Выходит, Саня тогда не только для меня нашёл гарантированную причину прийти на общий сбор, но и для Лёшки. И оба мы от встречи ждали многого, но не того, что случилось.
В Орлове шевельнулась странная надежда, что всё можно вернуть. В то время он пребывал в достаточно разбитом состоянии, устав от ядовитой и разъедающий связи с Ритой, ненависти к самому себе, постоянной необходимости кому-то что-то доказывать. Лёшка всё чаще вспоминал наши с ним отношения, когда можно было быть просто самим собой.
— Ты всегда была самой честной по отношению ко мне. Я это чувствовал. Ты, наверное, единственная знала меня настоящим, позволяя быть самим собой. Мне все вечно пытались навязать своё мнение, выгодное им, а ты…
— Нет, Лёш, — покачала я головой. — Я тоже во многом была эгоистична. Я тянула тебя за собой, хотя ты сам в этом не нуждался. Потому что с тобой было не так страшно, ты почти всё детство был буфером между мной и людьми.
— Тогда тебе повезло, что я пропал с горизонта, — слабо улыбнулся Орлов, — я бы только тянул тебя назад.
И как бы ни было тяжело в этом признаваться, но он был прав, вот только я видела всё с другого ракурса:
— Тогда тебе тоже повезло. Мне кажется, в какой-то момент я бы тебя передавила, заклевала своими требованиями и напутствиями.
Мы долго смотрели друг другу в глаза, представляя, как всё могло бы обернуться… И, как ни крути, ничего хорошего из этого не выходило.
— Я так тебя ждал, и, когда уже решил, что всё, не приедет Альбина, в зал вошла ты. Такая взрослая, красивая, независимая, с улыбкой до ушей… Незнакомая и в то же время родная. Но самое главное — ты была рада всем, кроме меня.
— Неправда!
— Сама вспомни. Ты едва скользнула по мне взглядом и весь вечер делала вид, что нет меня за столом.
— Я думала, что ты по Ритке страдаешь!
— Нет, Алька, в кои-то веки я страдал по тебе и от твоего безразличия.

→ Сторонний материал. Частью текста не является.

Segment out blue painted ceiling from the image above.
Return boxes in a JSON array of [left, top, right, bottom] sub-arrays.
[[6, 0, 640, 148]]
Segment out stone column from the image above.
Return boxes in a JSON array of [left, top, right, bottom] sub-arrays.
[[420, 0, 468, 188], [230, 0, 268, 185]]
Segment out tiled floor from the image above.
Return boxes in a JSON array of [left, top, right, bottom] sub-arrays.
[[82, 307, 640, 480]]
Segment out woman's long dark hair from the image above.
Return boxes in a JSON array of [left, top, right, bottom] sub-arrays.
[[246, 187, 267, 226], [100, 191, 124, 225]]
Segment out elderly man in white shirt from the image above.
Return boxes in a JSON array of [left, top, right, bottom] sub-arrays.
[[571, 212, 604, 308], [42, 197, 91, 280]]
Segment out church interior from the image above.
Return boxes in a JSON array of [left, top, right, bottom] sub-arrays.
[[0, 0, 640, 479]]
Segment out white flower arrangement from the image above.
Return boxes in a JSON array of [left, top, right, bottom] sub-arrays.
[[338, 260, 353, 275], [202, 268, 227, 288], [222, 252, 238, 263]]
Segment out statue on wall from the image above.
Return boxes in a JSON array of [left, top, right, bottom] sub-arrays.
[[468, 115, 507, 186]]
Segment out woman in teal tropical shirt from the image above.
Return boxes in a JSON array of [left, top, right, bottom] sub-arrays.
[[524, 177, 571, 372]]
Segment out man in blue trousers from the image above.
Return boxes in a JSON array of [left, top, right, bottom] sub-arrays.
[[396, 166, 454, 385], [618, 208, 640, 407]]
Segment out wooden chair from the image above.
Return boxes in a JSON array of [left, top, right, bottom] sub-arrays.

Доведённый до ручки моим невниманием и подогретый алкоголем, Лёшка сорвался с катушек и потащил меня к себе домой. Я ведь даже не сопротивлялась, а он до последнего думал, что мне просто всё равно. Скрывать свои эмоции к тому моменту я научилась мастерски, и один лишь Орлов умел пробивать все мои бастионы на раз-два.
— Подожди! — я аж подпрыгнула на кровати, во все глаза уставившись на Лёшку. — То, что ты мне сказал в тот вечер, что тебя вычеркнули из жизни... Так ты меня имел ввиду?!
— Аллилуйя! — воздел он руки над головой. — А я уж начал думать, что ты вконец безнадёжна.
За “безнадёжную” он получил ощутимый пинок в бедро. Я попыталась повторить удар, но меня поймали за икру и подтянули к себе. Лёшка низко наклонился к моему лицу, провёл пальцами по волосам, отводя в сторону непослушные пряди. По телу тут же пробежала волна мурашек. Я даже рот приоткрыла, думая, что он меня поцелует, но Лёшка убрал последний локон с моего лица и отстранился.
И пусть всё во мне воспротивилось такому решению, головой я понимала, что до того, как мы расставим все точки над "i", нам не следует предпринимать какие-либо шаги.
— Ты когда-нибудь жалела о той ночи?
— Нет, у меня же появилась Таська.
— А если говорить не про детей, а про нас… Ты когда-нибудь жалела о том, что… мы с тобой переспали?
Поразительно, но кажется, он нервничал, кусая губы и перебирая пальцами ткань моей спецовки.
Пришлось сесть и шепнуть ему в самое ухо: “Никогда”.
— Но ты ушла тогда… И потом, в Питере.
Да, я уходила раз за разом, потому что не была уверена, что, проснувшись поутру, Орлов захочет видеть рядом с собой именно меня. Он же понимал это всё иначе — как если бы я жалела и сбегала именно от него. Злился, сходил с ума и… летел на свои вышки, сбегая ото всех.
К слову, выходило так, что временами на Анисимовой больше циклилась именно я, считая, что в сравнении с ней являюсь для Лёши недостаточно... женщиной. Он же, не находя искренности вокруг себя, с головой прятался в отношениях с Ритой.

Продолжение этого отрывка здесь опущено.